Questa Italia umile
ma bella e vincente

Vista così, buona la prima. La cosa fondamentale è una: l’Italia finalmente ha digerito il Mondiale vinto in Germania nel 2006. Quella sbornia tanto bella quanto inattesa, diciamolo, era rimasta sullo stomaco per una decina d’anni, a parte la felice parentesi dell’argento europeo di Prandelli, ben presto dimenticata da questo Paese che già di suo difetta di memoria, ma nello sport proprio tritura tutto, giorno dopo giorno. Ecco: l’Italia di Conte sembra finalmente «un’altra» Italia. Più debole e povera di talenti, di sicuro.

Ma con quella «fame» in più che la Nazionale aveva smarrito, raccogliendo gran figuracce, dopo la vittoria in Germania. A prescindere dal risultato, questo conta: la Nazionale ha mostrato un’idea di sé, giocatori con la voglia giusta, un gruppo che (almeno per ora) pare compatto, senza prime donne, senza quei «personaggi» che magari qualche partita te la fanno anche vincere, ma alla fine tiri una somma e sono più i danni dei benefici. Cassano, Balotelli e «fenomeni» simili: ogni riferimento è puramente voluto. Questi siamo, dunque, e i segnali positivi sono più di quelli negativi. D’altra parte, l’Europeo sta mostrando poche evidenze. Tutte le big hanno fatto una certa fatica. Attacchi stellari non se ne sono visti. Chi ha difese di buon livello, in linea di massima, se la può cavare. Chi magari non ha faticato fino a due settimane fa nelle coppe (vedasi gli spagnoli), potrebbe avere anche un po’ più di benzina nel serbatoio dei muscoli.

Adesso, non è il certo il caso di esagerare con l’ottimismo: l’Italia è questa e questa ci teniamo. Però il bello dell’esordio sta proprio qui: i primi a sapere di non essere una squadra di fenomeni sono loro, gli azzurri. Lo dimostra il profilo basso di tutte le dichiarazioni, lo dimostra l’umiltà con cui la squadra ha anche accettato di farsi prendere a cazzotti dal Belgio, nel secondo tempo.

Gli spocchiosi diranno: la solita Italia che parla parla e poi dopo un golletto ti picchia lì un catenaccio da palla lunga e pedalare. A parte che il catenaccio quando serve lo fanno tutti, ma proprio tutti, il fatto di aver conservato la vittoria contro una favorita usando l’arma più umile può dare all’Italia una spinta particolare. L’avevamo auspicato, che la Nazionale trovasse uno spirito «da provinciale», perché solo così avrebbe potuto colmare il divario tecnico che con il Belgio, a tratti, è stato evidente. Quello spirito c’è, perché alla fine ha vinto l’Italia, e il campo difficilmente racconta bugie.

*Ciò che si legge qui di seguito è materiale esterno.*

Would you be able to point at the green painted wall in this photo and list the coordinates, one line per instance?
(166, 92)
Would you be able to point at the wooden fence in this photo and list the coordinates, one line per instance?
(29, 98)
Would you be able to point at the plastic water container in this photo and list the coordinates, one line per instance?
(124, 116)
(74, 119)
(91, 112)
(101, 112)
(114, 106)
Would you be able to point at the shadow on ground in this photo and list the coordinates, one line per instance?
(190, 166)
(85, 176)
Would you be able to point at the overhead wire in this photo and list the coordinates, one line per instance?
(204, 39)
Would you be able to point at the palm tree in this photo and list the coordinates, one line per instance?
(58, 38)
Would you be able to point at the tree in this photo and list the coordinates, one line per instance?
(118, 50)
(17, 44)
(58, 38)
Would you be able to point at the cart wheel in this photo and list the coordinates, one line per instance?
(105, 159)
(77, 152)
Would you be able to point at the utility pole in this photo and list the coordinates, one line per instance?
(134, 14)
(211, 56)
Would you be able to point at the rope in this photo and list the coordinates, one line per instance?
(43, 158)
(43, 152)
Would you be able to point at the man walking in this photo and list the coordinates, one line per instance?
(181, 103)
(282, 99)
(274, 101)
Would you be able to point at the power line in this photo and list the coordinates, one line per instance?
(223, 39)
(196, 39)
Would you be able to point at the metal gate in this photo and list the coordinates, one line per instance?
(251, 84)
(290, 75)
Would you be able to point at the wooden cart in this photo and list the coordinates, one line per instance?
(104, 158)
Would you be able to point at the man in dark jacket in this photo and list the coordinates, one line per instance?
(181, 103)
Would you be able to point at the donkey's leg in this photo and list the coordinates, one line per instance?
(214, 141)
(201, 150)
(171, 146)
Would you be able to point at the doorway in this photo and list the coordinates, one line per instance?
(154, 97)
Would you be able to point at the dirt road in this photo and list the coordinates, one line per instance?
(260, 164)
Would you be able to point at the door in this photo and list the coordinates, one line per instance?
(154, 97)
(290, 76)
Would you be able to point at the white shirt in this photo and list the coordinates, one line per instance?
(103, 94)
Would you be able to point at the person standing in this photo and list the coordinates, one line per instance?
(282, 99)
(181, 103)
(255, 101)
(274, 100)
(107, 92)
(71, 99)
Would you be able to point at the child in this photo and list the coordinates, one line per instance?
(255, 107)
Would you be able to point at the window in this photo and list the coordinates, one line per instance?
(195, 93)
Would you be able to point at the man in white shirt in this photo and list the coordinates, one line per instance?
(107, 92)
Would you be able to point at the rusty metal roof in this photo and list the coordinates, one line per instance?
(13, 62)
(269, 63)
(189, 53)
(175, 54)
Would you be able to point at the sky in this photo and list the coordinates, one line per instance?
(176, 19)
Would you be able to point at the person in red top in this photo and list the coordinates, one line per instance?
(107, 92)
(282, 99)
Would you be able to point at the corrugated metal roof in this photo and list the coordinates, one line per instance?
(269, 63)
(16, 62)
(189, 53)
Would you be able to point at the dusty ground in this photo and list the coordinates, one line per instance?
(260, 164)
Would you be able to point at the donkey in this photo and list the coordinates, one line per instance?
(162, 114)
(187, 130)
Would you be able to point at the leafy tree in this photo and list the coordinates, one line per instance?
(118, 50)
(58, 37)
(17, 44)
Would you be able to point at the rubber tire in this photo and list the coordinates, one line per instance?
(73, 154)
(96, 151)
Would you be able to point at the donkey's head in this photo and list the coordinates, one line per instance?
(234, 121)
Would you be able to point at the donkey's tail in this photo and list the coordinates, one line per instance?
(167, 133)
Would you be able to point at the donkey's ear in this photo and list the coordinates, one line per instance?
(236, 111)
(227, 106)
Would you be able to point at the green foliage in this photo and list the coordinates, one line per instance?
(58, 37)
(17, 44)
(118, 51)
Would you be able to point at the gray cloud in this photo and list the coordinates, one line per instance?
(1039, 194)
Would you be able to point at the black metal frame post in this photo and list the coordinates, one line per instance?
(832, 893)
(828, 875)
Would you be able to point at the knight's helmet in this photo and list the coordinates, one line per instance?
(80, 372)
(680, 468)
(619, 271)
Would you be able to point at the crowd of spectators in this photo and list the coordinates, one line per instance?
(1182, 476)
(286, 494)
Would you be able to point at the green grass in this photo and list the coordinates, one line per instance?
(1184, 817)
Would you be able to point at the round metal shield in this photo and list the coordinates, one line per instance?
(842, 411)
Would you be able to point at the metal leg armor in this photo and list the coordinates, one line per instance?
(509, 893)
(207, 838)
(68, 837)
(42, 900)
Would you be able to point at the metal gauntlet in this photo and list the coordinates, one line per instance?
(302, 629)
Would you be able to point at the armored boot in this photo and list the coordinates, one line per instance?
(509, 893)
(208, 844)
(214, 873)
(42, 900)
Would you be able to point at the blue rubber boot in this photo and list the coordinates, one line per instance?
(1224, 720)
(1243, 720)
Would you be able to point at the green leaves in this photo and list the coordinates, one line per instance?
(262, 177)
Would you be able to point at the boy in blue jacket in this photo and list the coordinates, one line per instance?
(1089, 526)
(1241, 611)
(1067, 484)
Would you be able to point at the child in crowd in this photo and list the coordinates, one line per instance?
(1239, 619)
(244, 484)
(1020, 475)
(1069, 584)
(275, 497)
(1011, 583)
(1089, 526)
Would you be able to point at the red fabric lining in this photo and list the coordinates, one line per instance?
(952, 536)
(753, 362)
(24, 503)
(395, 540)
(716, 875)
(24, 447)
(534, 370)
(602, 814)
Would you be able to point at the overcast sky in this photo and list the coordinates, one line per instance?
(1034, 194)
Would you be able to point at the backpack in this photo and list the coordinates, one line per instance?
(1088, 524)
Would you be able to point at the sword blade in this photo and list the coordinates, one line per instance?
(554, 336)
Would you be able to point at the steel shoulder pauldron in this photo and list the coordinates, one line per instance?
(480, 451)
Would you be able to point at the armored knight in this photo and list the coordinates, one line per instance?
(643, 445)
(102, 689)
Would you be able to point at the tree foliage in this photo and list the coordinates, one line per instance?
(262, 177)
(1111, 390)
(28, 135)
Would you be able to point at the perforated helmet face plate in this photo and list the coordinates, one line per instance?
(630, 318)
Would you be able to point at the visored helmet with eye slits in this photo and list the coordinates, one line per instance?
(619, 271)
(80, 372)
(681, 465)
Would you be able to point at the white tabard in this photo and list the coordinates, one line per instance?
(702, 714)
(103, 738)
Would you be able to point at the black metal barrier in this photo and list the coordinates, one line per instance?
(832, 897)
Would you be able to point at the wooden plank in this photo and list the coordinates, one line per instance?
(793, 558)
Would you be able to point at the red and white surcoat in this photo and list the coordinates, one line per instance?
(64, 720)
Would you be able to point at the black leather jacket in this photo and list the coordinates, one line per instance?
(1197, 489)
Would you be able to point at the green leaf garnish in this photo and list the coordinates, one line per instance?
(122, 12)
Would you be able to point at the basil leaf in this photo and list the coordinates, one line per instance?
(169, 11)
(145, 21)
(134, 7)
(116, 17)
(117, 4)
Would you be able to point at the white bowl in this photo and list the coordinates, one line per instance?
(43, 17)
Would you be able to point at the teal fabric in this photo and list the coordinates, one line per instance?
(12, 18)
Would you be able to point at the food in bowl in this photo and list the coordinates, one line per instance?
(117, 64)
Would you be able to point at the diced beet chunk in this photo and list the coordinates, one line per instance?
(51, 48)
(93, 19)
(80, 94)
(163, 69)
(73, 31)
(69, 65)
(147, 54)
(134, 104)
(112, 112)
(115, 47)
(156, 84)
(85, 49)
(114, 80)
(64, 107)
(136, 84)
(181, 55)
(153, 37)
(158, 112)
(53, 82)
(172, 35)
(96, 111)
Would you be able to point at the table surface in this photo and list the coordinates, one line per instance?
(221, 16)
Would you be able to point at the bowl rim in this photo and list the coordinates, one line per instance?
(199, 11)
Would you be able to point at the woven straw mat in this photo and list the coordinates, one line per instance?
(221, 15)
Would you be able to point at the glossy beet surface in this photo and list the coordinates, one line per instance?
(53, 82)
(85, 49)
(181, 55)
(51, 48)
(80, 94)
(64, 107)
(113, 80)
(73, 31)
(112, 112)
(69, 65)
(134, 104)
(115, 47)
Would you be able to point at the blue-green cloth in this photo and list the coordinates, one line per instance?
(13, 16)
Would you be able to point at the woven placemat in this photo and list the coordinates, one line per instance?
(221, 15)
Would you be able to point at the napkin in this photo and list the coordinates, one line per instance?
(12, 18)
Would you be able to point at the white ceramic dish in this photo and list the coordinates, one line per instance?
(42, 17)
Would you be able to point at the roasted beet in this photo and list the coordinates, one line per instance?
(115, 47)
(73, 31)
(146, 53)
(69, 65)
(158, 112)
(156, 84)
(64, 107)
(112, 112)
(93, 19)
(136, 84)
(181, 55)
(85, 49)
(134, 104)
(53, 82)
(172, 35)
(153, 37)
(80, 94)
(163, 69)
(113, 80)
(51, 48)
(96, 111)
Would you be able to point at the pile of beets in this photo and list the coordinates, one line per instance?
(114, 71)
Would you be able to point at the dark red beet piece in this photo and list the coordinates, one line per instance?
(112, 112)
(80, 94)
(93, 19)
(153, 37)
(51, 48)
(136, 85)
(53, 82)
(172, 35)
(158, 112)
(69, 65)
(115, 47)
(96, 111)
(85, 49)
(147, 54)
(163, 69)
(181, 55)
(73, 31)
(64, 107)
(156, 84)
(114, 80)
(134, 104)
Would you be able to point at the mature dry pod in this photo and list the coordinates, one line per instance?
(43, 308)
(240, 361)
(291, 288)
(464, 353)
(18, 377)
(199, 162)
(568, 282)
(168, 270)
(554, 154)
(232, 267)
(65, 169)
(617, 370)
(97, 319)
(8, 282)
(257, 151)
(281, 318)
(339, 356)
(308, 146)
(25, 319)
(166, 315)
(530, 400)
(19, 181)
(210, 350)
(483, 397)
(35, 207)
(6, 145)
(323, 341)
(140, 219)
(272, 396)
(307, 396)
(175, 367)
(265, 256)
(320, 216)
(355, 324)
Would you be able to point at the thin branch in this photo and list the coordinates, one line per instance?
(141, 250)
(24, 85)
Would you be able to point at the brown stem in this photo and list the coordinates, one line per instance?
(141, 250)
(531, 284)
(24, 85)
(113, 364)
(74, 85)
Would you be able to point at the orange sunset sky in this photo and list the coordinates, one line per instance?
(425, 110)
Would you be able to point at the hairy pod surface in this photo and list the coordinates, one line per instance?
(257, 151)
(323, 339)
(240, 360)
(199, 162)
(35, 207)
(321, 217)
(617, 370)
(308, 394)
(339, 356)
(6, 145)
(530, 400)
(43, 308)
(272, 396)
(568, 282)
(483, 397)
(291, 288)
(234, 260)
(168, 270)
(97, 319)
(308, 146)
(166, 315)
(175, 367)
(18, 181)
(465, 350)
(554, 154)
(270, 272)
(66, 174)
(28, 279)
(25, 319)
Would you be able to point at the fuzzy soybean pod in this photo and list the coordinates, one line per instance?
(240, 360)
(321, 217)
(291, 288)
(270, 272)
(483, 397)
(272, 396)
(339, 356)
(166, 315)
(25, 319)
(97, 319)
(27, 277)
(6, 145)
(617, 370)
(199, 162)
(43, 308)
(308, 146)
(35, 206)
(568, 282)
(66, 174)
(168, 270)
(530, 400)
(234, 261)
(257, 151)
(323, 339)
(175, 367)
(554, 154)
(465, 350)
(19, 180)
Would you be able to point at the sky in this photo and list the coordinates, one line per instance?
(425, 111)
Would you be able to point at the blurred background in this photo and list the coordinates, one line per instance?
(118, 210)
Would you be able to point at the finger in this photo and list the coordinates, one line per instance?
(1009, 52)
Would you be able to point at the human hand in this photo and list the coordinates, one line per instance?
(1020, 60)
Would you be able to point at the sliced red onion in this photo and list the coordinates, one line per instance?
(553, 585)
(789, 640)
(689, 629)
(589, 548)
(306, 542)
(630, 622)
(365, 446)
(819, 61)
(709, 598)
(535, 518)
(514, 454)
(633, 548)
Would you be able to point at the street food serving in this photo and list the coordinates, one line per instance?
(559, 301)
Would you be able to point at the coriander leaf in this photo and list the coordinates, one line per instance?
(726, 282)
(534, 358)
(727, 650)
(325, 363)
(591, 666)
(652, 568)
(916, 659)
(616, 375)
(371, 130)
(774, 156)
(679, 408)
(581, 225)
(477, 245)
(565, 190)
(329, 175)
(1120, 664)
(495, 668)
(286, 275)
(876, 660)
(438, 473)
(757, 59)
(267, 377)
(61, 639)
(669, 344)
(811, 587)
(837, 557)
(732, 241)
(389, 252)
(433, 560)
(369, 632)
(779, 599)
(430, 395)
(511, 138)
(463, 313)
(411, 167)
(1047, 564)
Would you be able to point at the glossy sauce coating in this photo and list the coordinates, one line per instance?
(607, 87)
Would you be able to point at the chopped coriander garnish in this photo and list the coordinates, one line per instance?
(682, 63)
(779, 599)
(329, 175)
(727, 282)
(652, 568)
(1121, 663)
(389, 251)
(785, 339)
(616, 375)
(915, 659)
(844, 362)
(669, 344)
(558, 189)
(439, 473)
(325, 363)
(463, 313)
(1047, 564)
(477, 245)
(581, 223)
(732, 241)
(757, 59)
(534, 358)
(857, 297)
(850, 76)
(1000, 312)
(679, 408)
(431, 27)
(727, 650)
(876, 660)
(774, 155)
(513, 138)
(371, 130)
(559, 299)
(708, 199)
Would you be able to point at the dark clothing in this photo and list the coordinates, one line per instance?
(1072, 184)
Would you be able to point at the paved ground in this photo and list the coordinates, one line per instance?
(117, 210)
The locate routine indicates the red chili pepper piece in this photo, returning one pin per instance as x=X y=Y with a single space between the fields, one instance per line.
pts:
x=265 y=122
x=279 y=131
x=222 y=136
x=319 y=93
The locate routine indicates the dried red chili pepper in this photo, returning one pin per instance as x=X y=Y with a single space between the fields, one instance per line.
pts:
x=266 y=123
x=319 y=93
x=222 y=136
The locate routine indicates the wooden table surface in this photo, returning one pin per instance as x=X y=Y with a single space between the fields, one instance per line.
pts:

Però adesso forse viene il difficile: contro Svezia e Irlanda sarà l’Italia a dover vestire i panni della favorita, perché è chiaro - e la partita di ieri pomeriggio lo dimostra chiaramente - che gli azzurri sono più forti (molto più forti) dei prossimi due avversari.

Quindi il rischio è di farsi sorprendere da questa vittoria inattesa, e pensare di colpo che adesso li asfaltiamo tutti, che Svezia e Irlanda contro di noi resisteranno lo stesso tempo di un gatto in tangenziale. Sarebbe sbagliatissimo: con questa vittoria l’Italia si è quasi assicurata il passaggio di turno, gli altri invece se lo dovranno conquistare tutto. E se per noi sarebbe normalità, per loro sarebbe un pagina storica, o quasi. Occhio, quindi: la Nazionale operaia resti com’è. Bellina e un po’ scugnizza, finalmente a pancia vuota. Ci sono voluti dieci anni, ma adesso abbiamo una squadra.